Much thanks for your clear thinking, and who knows, “it might eventually be called the “flash in the bridge question approach”or maybe “Super Paul’s solution”.

However, and an adversarial thought, the 2nd time that partnership tries the same tactics, the opening leader may know too much about that tune, so perhaps that partnership needs to vary those tactics in order to not create a predictable theme.

“Oh, what a tangled web we weave, when first we practice to…….not be sure”.

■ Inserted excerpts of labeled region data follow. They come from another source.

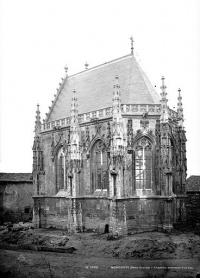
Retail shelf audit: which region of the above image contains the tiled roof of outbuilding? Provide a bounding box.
[0,173,33,182]
[186,176,200,191]
[48,55,160,121]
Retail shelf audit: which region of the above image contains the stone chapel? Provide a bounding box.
[33,41,187,235]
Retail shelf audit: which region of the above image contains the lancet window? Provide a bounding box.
[135,137,152,190]
[91,140,109,192]
[56,148,66,190]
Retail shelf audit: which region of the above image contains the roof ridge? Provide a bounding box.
[135,58,160,100]
[66,54,132,80]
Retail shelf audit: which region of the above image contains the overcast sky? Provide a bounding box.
[0,0,200,175]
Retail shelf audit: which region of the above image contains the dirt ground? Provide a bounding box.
[0,229,200,278]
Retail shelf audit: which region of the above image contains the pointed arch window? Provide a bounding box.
[135,137,152,190]
[56,148,66,190]
[91,140,109,193]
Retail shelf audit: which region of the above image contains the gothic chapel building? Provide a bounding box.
[33,43,187,235]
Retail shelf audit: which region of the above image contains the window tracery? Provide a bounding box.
[91,140,109,192]
[135,137,152,190]
[56,148,66,190]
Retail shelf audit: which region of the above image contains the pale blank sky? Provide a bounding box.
[0,0,200,175]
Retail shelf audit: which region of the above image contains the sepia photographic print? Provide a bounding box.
[0,0,200,278]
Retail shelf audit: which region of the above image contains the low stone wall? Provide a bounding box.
[33,196,186,235]
[186,191,200,227]
[0,181,33,223]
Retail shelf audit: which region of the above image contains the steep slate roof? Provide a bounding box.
[48,55,160,121]
[0,173,33,182]
[186,176,200,191]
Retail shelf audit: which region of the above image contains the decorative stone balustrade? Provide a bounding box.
[41,104,177,131]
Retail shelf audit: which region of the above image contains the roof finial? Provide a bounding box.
[85,62,89,69]
[130,36,134,55]
[64,65,68,74]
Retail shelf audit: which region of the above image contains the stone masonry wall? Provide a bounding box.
[0,182,33,223]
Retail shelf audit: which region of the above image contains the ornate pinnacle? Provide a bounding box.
[113,75,121,117]
[70,90,78,125]
[35,104,41,133]
[111,76,124,155]
[177,88,184,127]
[160,76,169,123]
[130,36,134,55]
[70,90,80,159]
[85,62,89,69]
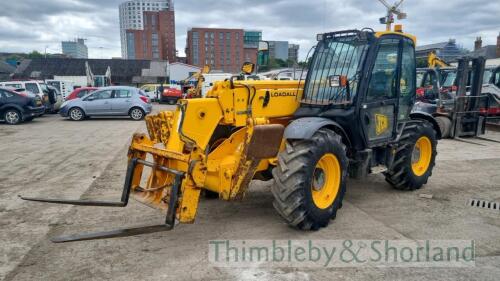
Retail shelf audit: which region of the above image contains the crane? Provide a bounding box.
[379,0,407,31]
[427,51,450,68]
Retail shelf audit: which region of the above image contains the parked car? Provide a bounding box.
[141,84,161,101]
[45,80,75,99]
[59,86,153,121]
[0,80,48,99]
[159,85,183,104]
[66,87,98,101]
[0,88,45,125]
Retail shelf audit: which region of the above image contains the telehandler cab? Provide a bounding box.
[22,26,440,242]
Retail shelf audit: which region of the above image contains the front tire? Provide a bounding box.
[272,129,348,230]
[68,107,85,121]
[385,121,437,190]
[128,107,146,121]
[167,99,177,105]
[3,109,23,125]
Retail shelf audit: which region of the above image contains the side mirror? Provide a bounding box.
[329,75,347,88]
[241,62,255,75]
[201,65,210,74]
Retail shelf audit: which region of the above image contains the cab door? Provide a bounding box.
[360,36,401,147]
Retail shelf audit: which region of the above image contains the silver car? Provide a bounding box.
[59,86,153,121]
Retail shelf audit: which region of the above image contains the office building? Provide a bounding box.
[269,41,288,61]
[119,0,175,61]
[61,38,89,59]
[186,28,245,73]
[243,30,262,63]
[288,44,300,63]
[126,11,177,62]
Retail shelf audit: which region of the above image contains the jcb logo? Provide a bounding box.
[375,114,389,136]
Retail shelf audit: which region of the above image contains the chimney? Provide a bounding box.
[474,37,483,51]
[497,32,500,58]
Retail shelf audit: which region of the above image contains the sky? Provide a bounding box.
[0,0,500,60]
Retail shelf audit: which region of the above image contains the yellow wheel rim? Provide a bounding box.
[411,136,432,177]
[311,153,341,209]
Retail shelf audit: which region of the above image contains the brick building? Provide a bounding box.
[126,11,176,62]
[186,28,245,73]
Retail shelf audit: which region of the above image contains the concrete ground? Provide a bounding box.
[0,106,500,280]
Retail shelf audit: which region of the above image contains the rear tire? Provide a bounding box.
[272,129,348,230]
[385,121,437,190]
[68,107,85,121]
[128,107,145,121]
[436,116,451,139]
[3,109,23,125]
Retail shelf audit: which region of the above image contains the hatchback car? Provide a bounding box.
[59,86,153,121]
[0,88,45,125]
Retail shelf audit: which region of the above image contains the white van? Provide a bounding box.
[45,80,75,99]
[201,73,233,97]
[0,80,49,100]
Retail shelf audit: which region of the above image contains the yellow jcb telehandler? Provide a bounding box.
[23,26,440,242]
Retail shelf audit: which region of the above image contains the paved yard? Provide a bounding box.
[0,105,500,280]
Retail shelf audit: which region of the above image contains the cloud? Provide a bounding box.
[0,0,500,58]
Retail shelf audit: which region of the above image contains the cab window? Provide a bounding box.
[422,71,437,88]
[367,39,399,101]
[398,40,416,120]
[26,83,40,94]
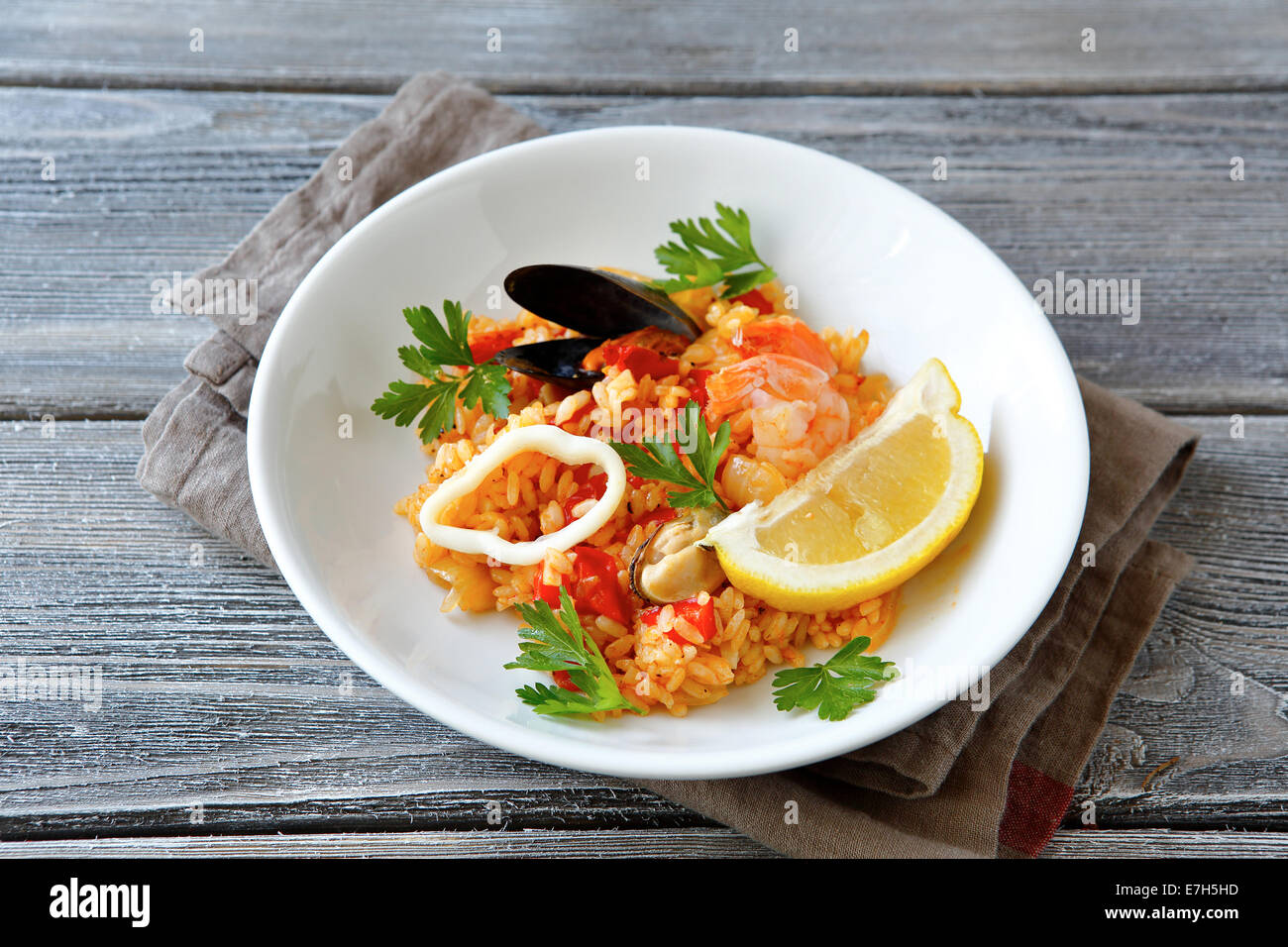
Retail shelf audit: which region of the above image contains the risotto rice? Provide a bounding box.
[395,282,898,716]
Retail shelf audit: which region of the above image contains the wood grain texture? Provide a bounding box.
[0,417,1288,852]
[0,89,1288,419]
[0,0,1288,94]
[0,828,1288,858]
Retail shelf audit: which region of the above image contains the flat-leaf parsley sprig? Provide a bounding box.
[653,201,776,299]
[774,637,899,720]
[612,401,730,510]
[505,587,644,714]
[371,299,510,443]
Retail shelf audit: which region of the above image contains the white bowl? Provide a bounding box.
[249,126,1089,779]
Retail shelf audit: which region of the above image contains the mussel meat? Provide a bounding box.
[496,264,702,389]
[630,507,725,604]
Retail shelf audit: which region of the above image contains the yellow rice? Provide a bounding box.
[395,283,898,716]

Paul FlashenbergApril 27th, 2017 at 12:49 pm

I understand your position. However, some declarers intentionally play almost immediately from dummy just to create the problem for 3rd hand. If declarer takes his sweet time from playing from dummy, as it is generally recommended that declarer not play hastily at trick one and plan out the hand, then 3rd hand has the opportunity to think about the hand as well. So it cuts both ways.
Is declarer being unethical went he plays quickly from dummy on some hands and not on others? My solution is just to level the playing ground.

bobby wolffApril 27th, 2017 at 6:00 pm

Hi Paul,

While your point is valid, well thought out and practical, there is a disadvantage with your solution. Likely, more declarers than thought are fairly fast thinkers (after all he, unlike the defense, is able to glance at all 26 instead of 13, of his side’s assets at trick 1 plus, of course, the opening lead).

Also, and somewhat arguable, most experienced players want to encourage opponents to play ASAP in order to keep the game moving, making an appropriate slow down impractical, at least, according to some.

Add the above to most of the time 3rd seat has no problem and a more or less almost automatic play available, therefore suggesting otherwise, may offer a resistant response.

However I agree with you and when defending 3rd chair at the table, I do slow down my play whether it is automatic or not. However, my doing so has little to no impact on solving the problem, making only a strong ethical desire to honor the game by all players, the most practical 100% solution.